Сказав это, он как будто только тут ощутил всю тяжесть своего решения. Духота вокруг сгустилась так, что у него отнялось дыханье. С очага поднялся пепел и покрыл его от головы до ног. Изрезанный грубый стол с засохшими пятнами еды, обшарпанная жесткая лавка, узкие окна, пропускающие лишь слабый свет, потолок провис, и стропила его полны червей, гусениц, насекомых. Пауки все ткут вечные свои сети, много уже накопили, а все ткут, все густо завесили паутиной, — он будет пробираться к своему будущему, облепленный их волокнами. На что ни глянешь, к чему ни притронешься, всюду следы ненависти. Ни один угол ему не принадлежит. И миску, из которой он прежде ел, после его ухода сейчас же отдали собакам. Все вещи насмехаются над ним. Ничего нет здесь милого, душевного, все — отчуждение и насмешка, ненависть, все здесь дышит дядей Франческо. Микеланджело останется здесь. Это решено. Он опустил руки.
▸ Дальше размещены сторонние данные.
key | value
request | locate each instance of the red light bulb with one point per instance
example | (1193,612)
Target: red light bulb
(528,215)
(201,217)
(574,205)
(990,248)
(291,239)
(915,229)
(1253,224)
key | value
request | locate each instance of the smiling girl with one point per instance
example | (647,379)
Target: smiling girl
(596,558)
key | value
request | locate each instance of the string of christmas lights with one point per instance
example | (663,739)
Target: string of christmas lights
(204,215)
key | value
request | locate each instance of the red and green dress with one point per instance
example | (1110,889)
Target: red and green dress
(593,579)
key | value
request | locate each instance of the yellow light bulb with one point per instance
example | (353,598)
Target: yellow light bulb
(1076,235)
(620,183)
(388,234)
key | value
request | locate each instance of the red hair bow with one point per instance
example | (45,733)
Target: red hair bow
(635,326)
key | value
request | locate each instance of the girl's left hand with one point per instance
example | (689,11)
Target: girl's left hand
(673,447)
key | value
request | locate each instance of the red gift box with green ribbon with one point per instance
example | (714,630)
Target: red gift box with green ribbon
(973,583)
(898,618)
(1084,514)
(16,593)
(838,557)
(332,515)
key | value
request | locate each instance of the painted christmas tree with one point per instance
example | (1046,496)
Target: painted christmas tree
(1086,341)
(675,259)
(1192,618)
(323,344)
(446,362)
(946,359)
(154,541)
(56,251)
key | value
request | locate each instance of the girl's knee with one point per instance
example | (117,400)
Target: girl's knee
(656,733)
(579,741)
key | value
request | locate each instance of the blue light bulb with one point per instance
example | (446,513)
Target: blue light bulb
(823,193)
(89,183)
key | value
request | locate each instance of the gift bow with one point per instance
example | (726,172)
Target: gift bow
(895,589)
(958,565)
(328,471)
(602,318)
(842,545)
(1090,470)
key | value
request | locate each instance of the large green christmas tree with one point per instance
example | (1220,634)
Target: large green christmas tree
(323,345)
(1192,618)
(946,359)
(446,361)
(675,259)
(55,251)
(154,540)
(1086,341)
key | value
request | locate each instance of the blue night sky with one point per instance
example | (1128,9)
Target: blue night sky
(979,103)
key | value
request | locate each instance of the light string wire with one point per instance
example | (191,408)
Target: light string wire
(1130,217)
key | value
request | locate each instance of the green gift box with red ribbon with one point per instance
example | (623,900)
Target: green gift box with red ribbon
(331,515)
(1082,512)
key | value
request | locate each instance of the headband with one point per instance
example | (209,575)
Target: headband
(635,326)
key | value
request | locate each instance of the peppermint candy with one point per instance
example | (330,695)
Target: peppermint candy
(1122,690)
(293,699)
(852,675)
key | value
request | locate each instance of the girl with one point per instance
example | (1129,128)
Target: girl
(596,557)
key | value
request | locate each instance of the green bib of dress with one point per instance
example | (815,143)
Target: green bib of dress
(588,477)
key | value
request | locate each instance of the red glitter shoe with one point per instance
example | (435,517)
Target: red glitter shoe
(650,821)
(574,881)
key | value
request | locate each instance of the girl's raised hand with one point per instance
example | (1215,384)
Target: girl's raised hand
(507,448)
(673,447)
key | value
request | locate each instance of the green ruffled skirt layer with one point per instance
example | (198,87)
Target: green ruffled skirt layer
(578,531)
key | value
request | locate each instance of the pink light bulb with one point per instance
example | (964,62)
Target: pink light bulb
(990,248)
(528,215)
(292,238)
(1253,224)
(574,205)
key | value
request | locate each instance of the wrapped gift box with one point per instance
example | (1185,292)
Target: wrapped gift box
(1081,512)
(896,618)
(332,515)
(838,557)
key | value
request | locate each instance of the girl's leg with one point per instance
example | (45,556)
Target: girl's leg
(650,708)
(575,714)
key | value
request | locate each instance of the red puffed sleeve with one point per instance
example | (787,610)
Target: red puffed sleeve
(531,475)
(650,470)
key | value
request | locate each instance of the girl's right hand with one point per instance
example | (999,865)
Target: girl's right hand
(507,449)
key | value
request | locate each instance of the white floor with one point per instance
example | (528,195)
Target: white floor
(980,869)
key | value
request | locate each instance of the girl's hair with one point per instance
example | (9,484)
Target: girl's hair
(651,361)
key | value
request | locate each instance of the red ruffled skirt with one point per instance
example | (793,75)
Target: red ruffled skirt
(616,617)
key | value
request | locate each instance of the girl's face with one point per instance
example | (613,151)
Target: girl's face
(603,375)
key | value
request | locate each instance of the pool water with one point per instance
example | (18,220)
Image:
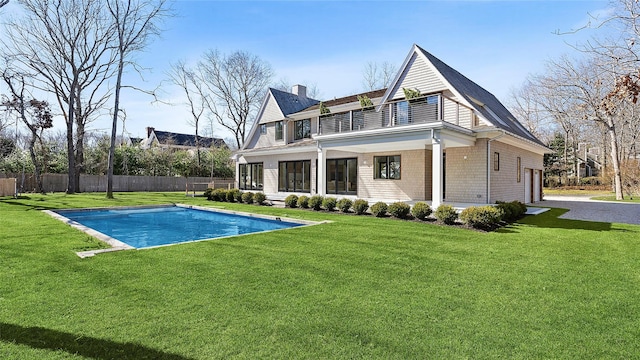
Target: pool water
(149,227)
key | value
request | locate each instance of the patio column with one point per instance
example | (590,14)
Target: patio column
(436,176)
(321,172)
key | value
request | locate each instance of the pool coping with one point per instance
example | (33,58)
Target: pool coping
(117,245)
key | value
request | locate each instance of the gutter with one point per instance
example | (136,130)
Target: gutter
(488,192)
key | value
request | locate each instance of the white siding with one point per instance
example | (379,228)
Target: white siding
(418,76)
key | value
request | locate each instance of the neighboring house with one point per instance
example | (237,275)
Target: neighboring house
(456,143)
(170,140)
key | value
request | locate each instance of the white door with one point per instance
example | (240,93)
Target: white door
(536,186)
(527,186)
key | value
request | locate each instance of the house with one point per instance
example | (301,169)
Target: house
(171,140)
(454,142)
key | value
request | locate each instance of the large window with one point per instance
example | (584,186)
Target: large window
(251,176)
(342,176)
(294,176)
(279,130)
(302,129)
(386,167)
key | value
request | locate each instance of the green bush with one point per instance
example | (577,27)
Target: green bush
(234,195)
(399,210)
(421,210)
(259,198)
(329,203)
(360,206)
(344,205)
(247,197)
(446,214)
(218,195)
(379,209)
(481,217)
(315,202)
(303,202)
(291,201)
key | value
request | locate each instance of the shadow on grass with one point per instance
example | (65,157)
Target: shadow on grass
(551,220)
(41,338)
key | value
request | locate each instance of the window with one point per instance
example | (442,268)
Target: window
(302,129)
(294,176)
(386,167)
(342,176)
(251,176)
(279,130)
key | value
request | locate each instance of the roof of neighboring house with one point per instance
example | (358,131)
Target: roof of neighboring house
(481,100)
(349,99)
(170,138)
(291,103)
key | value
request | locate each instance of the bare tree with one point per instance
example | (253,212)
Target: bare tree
(34,114)
(185,78)
(378,76)
(234,86)
(68,45)
(135,22)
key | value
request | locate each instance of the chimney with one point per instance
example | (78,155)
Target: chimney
(299,90)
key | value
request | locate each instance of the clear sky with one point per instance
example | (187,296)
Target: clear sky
(494,43)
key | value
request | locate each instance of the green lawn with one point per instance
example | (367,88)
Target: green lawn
(359,287)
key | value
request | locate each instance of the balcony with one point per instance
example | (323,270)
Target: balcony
(398,113)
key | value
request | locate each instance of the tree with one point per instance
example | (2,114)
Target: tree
(67,44)
(378,76)
(135,22)
(35,115)
(234,86)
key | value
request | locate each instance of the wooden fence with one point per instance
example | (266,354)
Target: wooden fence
(8,187)
(121,183)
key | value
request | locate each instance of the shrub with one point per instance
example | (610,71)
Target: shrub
(421,210)
(259,198)
(344,205)
(234,195)
(247,197)
(446,214)
(329,203)
(481,217)
(360,206)
(399,210)
(379,209)
(291,201)
(207,193)
(303,202)
(315,202)
(219,195)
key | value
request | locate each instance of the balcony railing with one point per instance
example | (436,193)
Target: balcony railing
(398,113)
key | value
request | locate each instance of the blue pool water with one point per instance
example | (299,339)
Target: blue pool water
(148,227)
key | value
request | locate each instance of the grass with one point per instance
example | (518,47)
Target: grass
(359,287)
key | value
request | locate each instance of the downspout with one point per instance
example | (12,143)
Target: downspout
(489,164)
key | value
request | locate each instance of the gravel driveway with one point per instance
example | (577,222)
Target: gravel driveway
(582,208)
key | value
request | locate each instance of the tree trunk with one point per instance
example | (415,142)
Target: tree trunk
(615,160)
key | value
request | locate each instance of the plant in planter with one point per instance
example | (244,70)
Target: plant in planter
(412,95)
(365,102)
(324,110)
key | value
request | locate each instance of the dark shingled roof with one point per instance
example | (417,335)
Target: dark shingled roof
(493,110)
(169,138)
(291,103)
(349,99)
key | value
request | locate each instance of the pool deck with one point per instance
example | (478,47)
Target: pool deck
(117,245)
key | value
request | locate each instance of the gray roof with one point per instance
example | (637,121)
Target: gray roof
(291,103)
(493,110)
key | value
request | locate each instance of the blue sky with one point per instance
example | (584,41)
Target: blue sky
(494,43)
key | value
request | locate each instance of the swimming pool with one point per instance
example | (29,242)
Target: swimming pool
(145,227)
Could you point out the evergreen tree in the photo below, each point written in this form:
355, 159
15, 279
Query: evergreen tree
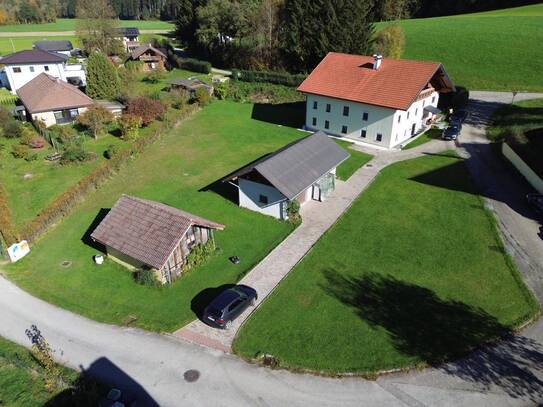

Монна Лукреция прижала его горящую щеку к своей. Он услыхал, что она тихо плачет.
Дядя Франческо резко повернулся к ним.
— Если он не слушает слов Священного писания, это не удивительно. Но тебе следовало бы прислушаться!
— Микеланджело не пойдет к Медичи, — ответила она.
Тишина. Дядя захлопнул книгу и вопросительно, испытующе поглядел на юношу.